B Developing a Model

Our final modeling strategy is an evolution from other attempts. The development proceeded through multiple iterations described in chapter 4, but doesn’t tell the full story. We learn more from others when they share what didn’t work along with the final path that did work. There is knowledge to be gained in failed experiments, because then there is one more way to not do something, just like a failing outcome reduces the variance of the Beta distribution.

In the first attempt at modeling, we used a classical GLM to get a baseline understanding of the data, but the fact that some estimates for certain subjects failed due to complete separation reinforced the our adoption of non-classical techniques. Our first Bayesian model was derived from Lee and Wagenmakers (2014) which used nested loops to iterate over subjects and SOA values. The data were required to be stored in a complicated way that made it difficult to comprehend and extend.

We moved on to using arm::bayesglm to remove convergence issues, but we were met with other limitations such as linear parameterization and lack of hierarchical modeling. The book Statistical Rethinking (McElreath 2020) offers a great first introduction to Bayesian multilevel modeling. McElreath’s rethinking package accompanies the book, and offers a compact yet expressive syntax for models that get translated into a Stan model. A model with age group and block can be written using rethinking::ulam as

rethinking::ulam(alist(
  k ~ binomial_logit(n, p),
  p = exp(b + bG[G] + bT[trt]) * (x - (a + aG[G] + aT[trt])),
  a ~ normal(0, 0.06),
  aG[G] ~ normal(0, sd_aG),
  aT[trt] ~ normal(0, sd_aT),
  b ~ normal(3, 1),
  bG[G] ~ normal(0, sd_bG),
  bT[trt] ~ normal(0, sd_bT),
  c(sd_aG, sd_aT, sd_bG, sd_bT) ~ half_cauchy(0, 5)
), data = df, chains = 4, cores = 4, log_lik = TRUE)

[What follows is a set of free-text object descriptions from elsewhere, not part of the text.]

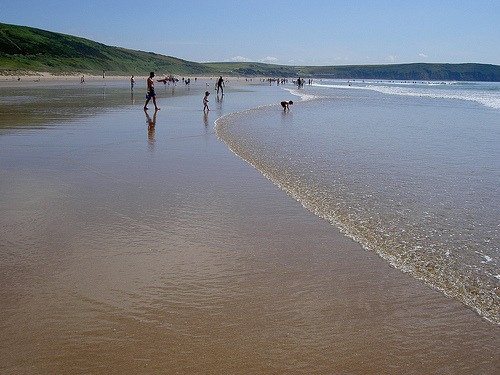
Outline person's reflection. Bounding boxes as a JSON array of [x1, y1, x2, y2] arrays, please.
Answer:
[[145, 108, 158, 152], [203, 111, 209, 127], [281, 107, 293, 126], [131, 91, 135, 104]]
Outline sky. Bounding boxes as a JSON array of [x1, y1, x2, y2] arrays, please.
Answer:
[[2, 0, 499, 66]]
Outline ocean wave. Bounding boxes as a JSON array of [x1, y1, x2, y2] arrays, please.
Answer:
[[283, 87, 326, 102], [366, 85, 500, 110], [314, 81, 500, 110]]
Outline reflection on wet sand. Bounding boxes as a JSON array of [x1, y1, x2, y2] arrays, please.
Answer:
[[145, 108, 158, 152], [203, 111, 209, 127], [0, 82, 135, 129]]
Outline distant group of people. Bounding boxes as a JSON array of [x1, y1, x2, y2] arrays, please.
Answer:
[[142, 72, 295, 114], [203, 76, 224, 112], [141, 72, 225, 112]]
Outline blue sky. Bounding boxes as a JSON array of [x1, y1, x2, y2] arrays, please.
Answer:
[[2, 0, 499, 66]]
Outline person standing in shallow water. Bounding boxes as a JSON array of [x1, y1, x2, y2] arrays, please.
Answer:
[[203, 91, 210, 112], [144, 72, 160, 110], [216, 76, 225, 96]]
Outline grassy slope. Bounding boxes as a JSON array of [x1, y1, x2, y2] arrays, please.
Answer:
[[0, 23, 213, 76], [1, 23, 499, 81]]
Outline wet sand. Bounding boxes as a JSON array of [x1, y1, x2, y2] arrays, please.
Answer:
[[0, 80, 498, 374]]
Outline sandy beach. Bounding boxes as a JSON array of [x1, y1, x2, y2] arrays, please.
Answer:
[[0, 77, 498, 374], [0, 72, 131, 86], [0, 72, 258, 88]]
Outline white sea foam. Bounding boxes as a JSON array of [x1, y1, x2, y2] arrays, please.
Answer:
[[314, 80, 500, 110], [283, 87, 326, 102]]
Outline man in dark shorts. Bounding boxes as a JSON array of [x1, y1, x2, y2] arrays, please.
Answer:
[[144, 72, 160, 110]]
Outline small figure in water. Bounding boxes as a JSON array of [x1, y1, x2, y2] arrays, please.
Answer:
[[203, 91, 210, 112], [216, 76, 225, 95], [281, 100, 293, 111]]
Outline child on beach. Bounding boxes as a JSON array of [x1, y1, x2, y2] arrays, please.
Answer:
[[144, 72, 160, 110], [281, 100, 293, 111], [203, 91, 210, 112]]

While learning about multilevel models, we tried writing a package that generates a Stan program based on R formula syntax. At the time the concepts of no-pooling, complete pooling, and partial pooling were vaguely understood, and the package was plagued by the same lack of flexibility that rstanarm and brms have. Then it was discovered that brms and rstanarm already did what we were trying to do, but programming experience was invaluable.

We also tried using lme4, rstanarm, and brms, and learned more about the concepts of fixed and random effects. We noticed that parameterization can have a significant affect on the efficiency of a model and the inferential power of the estimated parameters. When fitting a classical model, there is little difference in estimating a + bx vs. d(x - c) since the latter can just be expanded as -cd + dx which is essentially the same as the first parameterization, but there is a practical difference in the interpretation of the parameters. The second parameterization implies that there is a dependence among the parameters that can be factored out. In the context of psychometric functions, there is a stronger connection between PSS and c and the JND and d. This parameterization made it easier to specify priors and also increased the model efficiency. Of the modeling tools mentioned, only rethinking and Stan allow for arbitrary parameterization.

We finally arrived at a model that worked well, but learned that using a binary indicator variable for the treatment comes with the assumption of higher uncertainty for one of the conditions. The linear model that we arrived at is displayed in equation (B.1).

\[\begin{equation} \theta = \exp(\beta + \beta_G +(\beta_T + \beta_{TG})\times trt) \left[x - (\alpha + \alpha_G + (\alpha_T + \alpha_{TG})\times trt)\right] \tag{B.1} \end{equation}\]

Using an indicator variable in this fashion also introduced an interaction effect into the model that we almost did not account for after switching to using a factor variable. Interaction effects between factors is handled by creating a new factor that is essentially the cross-product of other factor variables. E.g. for factor variables \(x\) and \(y\)

\[ x = \begin{bmatrix} a \\ b \\ c \end{bmatrix}, y = \begin{bmatrix} i \\ j \end{bmatrix}\Longrightarrow x\times y = \begin{bmatrix} ai & aj \\ bi & bj \\ ci & cj \end{bmatrix} \]

The final round of reparameterization came in the form of adopting non-centered parameterization for more efficient models. To us, \(Z \sim N(0, 1^2);\quad X = 3 + 2Z\) is the same as \(X \sim N(3, 2^2)\), but to a computer the process of sampling from \(X\) can be more difficult than sampling from \(Z\) (discussed in chapter 2).

References

Lee, Michael D, and Eric-Jan Wagenmakers. 2014. Bayesian Cognitive Modeling: A Practical Course. Cambridge university press.
McElreath, Richard. 2020. Statistical Rethinking: A Bayesian Course with Examples in r and Stan. CRC press.